Meredith Kercher, 21 anni al momento dell’omicidio, studentessa britannica che studiava a Perugia

Come sottolineo spesso nel blog Il Biondino della Spider Rossa, concentrato sulle analisi critiche e irriverenti del mondo crime (fiction e casi reali), le vittime hanno sempre poca attenzione e poco spazio sui media.

Per quali motivi? Le ragioni sono almeno tre:

  • una sorta di pudore e rispetto verso la vittima di un omicidio, specie se giovane;
  • l’appiattimento dei media sulle narrazioni e le informazioni degli inquirenti;
  • l’impreparazione dei giornalisti nell’analisi vittimologica e criminologica

È molto più semplice raccogliere indiscrezioni, riportare versioni ufficiali, fare del gossip giudiziario che fare inchiesta. La stessa cosa accade in politica: più facile il chiacchiericcio e i comunicati dei leader politici, per fare il “pastone politico”, l’articolo che raccoglie le dichiarazioni, o articoli su singoli personaggi.

Molto più difficile – e con la necessità di avere competenze e conoscenze specifiche – seguire i lavori parlamentari, i passaggi tecnici di un provvedimento di legge e le azioni politiche che si traducono in atti di governo.

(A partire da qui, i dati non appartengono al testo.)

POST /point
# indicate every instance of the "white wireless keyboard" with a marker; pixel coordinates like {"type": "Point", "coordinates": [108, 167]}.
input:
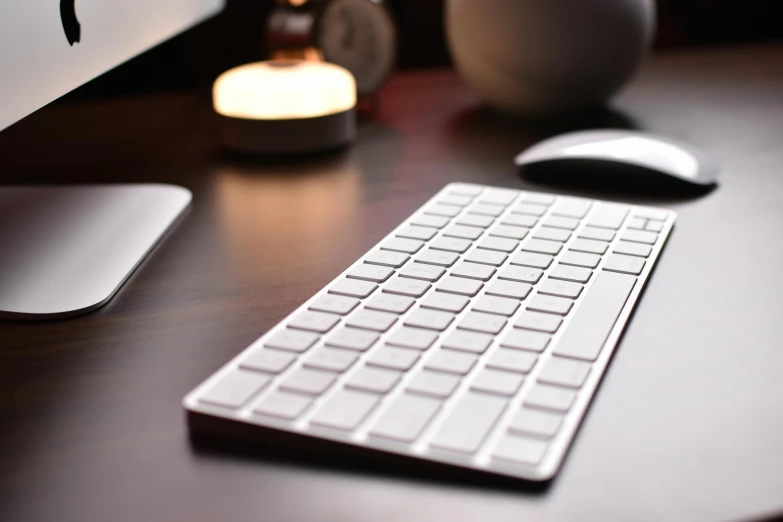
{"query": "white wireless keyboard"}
{"type": "Point", "coordinates": [475, 334]}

In campo giudiziario, non occorre grande specializzazione – ma caso mai capacità di relazione – per portare a casa una notizia. Assai diverso è l’avere competenze di analisi vittimologica, di studio della scena del crimine, di criminal profiling e di psicologia investigativa per capire un certo evento delittuoso.

Ci si lamenta del “circo mediatico”, dell’interesse eccessivo dei media e dei dibattiti in tv sui casi giudiziari. Sarebbe molto meglio chiedere di avere cronisti qualificati e preparati, in grado di incalzare – con analisi e domande – gli inquirenti; così come di leggere in modo critico i processi in aula.

Una democrazia vive anche di un sistema dei media che rappresenti la lotta al crimine sia durante i processi in aula, in cui si forma la prova; sia nella fase investigativa. E la fase investigativa, tesa a trovare il colpevole, non può esimersi dallo studio della vittima.

Questo vale per il delitto di Perugia, del 2007, con l’uccisione di Meredith Kercher. E vale anche per i processi ad Amanda Knox, Raffaele Sollecito e Rudy Guede.